A concrete example. Suppose the Agent is writing a piece of Go error-handling code. With no Skill loaded, the model is likely to generate:

if err != nil {
    return err
}

This is the most common pattern in the training data, so it has the highest probability. Now load a Go coding standard Skill, and a new instruction shows up in the context: "error handling must use the error-wrapping pattern, in the form fmt.Errorf("context: %w", err)." The probability of the fmt.Errorf token sequence rises sharply, because the context now has an explicit instruction pointing at it. The model becomes much more likely to produce:

if err != nil {
    return fmt.Errorf("create user: %w", err)
}

The Skill did not "teach" the model anything new—the model already knew the error-wrapping pattern. What the Skill did was raise the probability of that pattern and lower the probability of others. This is the same mechanism we described for system prompts in Chapter 2; Skills are simply the dynamic, pluggable version of it.

Once that mechanism is clear, a natural question follows: if Skills work by injecting context, how many should you load? Why not load all of them?

That is exactly where the system breaks. Which brings us to the most important design principle in Skill systems—progressive disclosure.

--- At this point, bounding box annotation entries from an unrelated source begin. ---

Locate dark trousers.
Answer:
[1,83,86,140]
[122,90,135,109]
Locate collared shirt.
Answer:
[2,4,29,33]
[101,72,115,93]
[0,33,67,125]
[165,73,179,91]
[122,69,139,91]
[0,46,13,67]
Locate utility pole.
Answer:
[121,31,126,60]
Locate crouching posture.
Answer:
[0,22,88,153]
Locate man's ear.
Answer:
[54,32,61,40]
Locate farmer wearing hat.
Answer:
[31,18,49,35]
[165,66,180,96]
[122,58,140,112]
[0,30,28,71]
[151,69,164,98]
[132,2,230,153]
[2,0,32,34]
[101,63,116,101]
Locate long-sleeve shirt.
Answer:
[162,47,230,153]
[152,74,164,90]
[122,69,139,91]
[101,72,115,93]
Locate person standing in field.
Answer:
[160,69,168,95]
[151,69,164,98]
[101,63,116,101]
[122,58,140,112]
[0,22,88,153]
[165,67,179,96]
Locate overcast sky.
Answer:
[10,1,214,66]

Why Progressive Disclosure Is Necessary

The core idea of progressive disclosure is simple: do not dump every piece of information on the model at once; reveal the right information at the right moment.

Why not dump it all in? Two reasons.

First, the context window is finite. If you load every Skill that might possibly be relevant, the window fills up and there is no room left for the actual task.

Second, and more importantly: more information dilutes the influence of each piece. Chapter 2 covered the relevant property of attention—the more content there is in the context, the more the model's attention is spread across it. If you load the Go coding standard, the Python coding standard, the TypeScript coding standard, the security review checklist, the performance optimization guide, and the database best-practices guide all at once, the model is staring at a stack of instructions and the "probability of being followed" for each of them goes down. It is like a person being talked at by ten people simultaneously—each of them has something reasonable to say, and the listener catches none of it.

Picture a full-stack engineer's day. Mornings spent on a Go backend service, afternoons on a React frontend, evenings on code review. Writing Go does not need React component patterns. Reviewing code does not need the database migration guide. Irrelevant knowledge is not just "wasted space"—it actively interferes with the model's attention. The more unrelated material there is in the context, the less the model focuses on what is actually relevant.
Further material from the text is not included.